Хозяин базиса оставил визитерам замечательный сюрприз.

Проклиная собственную неосторожность, Кусок рванулся прочь, запуская процедуру экстренного выхода. Плевать на тошноту, головокружение и гарантированную мигрень. Виртуальная акула-людоед развивала бешеную скорость, говорящую о дополнительной оптимизации исходника (умелые руки Юзефа поработали над этим замечательным творением восточных хакеров). Она норовила догнать Романа и распробовать его уже как следует.

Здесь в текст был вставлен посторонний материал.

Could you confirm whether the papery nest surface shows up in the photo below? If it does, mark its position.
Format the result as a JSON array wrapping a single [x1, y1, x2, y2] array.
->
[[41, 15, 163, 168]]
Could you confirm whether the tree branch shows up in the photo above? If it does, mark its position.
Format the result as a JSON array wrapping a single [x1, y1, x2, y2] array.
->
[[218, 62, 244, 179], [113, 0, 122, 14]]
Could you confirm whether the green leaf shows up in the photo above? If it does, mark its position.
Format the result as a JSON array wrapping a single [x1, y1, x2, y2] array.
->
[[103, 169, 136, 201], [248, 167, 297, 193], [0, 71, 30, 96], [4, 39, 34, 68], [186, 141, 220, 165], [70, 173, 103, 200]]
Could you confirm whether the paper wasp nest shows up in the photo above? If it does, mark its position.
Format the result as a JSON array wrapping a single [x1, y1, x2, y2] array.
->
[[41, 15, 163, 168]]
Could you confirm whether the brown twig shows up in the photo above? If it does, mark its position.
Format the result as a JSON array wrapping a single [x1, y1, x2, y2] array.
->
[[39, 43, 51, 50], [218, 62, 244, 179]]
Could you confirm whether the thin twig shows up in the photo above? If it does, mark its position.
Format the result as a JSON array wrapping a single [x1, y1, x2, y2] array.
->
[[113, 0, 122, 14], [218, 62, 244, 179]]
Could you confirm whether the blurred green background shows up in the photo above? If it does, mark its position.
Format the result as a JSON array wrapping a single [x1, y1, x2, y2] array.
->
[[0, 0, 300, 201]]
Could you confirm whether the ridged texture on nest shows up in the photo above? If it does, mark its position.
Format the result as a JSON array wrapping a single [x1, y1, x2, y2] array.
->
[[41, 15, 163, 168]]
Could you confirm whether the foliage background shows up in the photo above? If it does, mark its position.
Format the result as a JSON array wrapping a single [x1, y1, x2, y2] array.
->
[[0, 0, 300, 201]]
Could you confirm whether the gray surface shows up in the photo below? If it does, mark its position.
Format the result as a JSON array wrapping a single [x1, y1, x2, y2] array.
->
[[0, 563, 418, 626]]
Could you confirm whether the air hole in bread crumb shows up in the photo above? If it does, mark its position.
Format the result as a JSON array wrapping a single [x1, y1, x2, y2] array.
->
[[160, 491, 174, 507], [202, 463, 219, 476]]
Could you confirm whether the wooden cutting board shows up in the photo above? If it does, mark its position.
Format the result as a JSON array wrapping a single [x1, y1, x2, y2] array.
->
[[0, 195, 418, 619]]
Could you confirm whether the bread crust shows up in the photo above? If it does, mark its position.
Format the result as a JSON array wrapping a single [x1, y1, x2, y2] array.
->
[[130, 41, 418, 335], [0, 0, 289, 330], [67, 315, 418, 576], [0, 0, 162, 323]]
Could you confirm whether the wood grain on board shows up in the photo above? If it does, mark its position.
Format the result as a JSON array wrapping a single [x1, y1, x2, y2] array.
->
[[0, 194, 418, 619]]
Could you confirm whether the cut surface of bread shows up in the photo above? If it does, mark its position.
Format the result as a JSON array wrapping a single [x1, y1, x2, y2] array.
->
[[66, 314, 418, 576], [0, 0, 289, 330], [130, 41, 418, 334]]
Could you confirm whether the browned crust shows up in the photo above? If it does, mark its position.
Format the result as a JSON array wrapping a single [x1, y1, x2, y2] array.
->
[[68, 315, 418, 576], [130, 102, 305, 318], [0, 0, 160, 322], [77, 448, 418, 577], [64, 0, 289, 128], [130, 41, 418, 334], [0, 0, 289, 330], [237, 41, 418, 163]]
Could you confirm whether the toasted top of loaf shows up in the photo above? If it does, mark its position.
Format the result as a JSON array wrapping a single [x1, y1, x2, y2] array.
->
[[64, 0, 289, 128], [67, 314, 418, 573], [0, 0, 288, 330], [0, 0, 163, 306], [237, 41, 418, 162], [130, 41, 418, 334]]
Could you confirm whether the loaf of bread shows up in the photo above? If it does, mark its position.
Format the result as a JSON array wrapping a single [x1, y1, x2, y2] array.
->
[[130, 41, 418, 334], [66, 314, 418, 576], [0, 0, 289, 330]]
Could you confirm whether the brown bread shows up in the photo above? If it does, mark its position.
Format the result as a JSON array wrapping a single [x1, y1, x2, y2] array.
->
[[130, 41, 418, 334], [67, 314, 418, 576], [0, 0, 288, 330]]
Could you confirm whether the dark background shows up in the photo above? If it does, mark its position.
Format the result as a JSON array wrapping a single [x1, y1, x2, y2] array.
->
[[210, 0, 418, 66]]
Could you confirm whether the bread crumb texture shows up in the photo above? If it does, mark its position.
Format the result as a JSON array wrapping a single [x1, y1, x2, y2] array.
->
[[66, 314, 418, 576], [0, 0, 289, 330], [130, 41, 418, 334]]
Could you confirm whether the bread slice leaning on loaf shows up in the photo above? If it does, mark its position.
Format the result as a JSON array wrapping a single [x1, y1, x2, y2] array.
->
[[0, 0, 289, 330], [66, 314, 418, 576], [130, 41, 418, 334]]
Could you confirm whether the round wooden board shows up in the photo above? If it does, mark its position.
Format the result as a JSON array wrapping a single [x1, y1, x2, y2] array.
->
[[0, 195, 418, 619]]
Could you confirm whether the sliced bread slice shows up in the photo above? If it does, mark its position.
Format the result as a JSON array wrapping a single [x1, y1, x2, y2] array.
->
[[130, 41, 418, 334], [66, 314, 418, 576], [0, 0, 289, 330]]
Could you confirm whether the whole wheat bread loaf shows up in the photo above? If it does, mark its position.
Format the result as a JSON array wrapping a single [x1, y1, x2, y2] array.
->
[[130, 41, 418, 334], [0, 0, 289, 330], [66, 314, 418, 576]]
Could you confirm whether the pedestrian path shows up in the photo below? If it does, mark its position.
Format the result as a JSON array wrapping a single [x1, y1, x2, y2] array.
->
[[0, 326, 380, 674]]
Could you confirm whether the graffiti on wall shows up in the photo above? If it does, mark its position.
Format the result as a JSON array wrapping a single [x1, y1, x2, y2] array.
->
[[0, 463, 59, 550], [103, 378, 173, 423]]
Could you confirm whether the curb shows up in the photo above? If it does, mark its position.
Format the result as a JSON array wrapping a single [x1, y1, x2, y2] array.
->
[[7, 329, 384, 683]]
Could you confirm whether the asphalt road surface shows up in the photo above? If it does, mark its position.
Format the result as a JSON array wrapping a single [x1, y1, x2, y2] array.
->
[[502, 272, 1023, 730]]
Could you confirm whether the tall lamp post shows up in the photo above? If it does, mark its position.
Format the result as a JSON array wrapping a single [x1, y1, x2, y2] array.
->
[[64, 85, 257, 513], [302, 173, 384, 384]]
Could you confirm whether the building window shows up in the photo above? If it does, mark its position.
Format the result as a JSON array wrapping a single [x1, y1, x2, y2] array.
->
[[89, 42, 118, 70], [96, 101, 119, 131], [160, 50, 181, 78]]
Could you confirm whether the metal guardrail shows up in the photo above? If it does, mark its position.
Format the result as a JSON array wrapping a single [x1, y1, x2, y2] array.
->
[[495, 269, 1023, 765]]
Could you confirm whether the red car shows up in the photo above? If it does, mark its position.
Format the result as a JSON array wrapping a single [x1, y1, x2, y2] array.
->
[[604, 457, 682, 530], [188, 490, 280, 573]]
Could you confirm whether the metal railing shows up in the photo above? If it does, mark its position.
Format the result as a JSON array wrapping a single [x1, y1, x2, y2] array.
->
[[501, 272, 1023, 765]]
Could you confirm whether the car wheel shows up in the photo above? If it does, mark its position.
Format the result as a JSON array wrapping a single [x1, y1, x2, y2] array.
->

Курящийся бледной кровью огрызок хвоста совершал бесполезные взмахи, Перед глазами Куска вспыхивали секунды, оставшиеся до выхода. Давняя история с волком грозила повториться в надвигающейся пасти акулы.

Две секунды, полторы (он уже чувствовал, как его живот разрывают акульи зубы), одна.

Ноль.

Выход.

И маска актера японского театра Но дружелюбно улыбнулась ему со стены.

Роман изо всех сил вцепился в подлокотники своего шагающего кресла.

– Давно не виделись, Бегун, – сказала Маска, – Ведь говорили тебе, не загоняй «крысу» в угол, помнишь?

Он не поверил. Губы задрожали. Рука искала кнопку «выход» на несуществующей клавиатуре.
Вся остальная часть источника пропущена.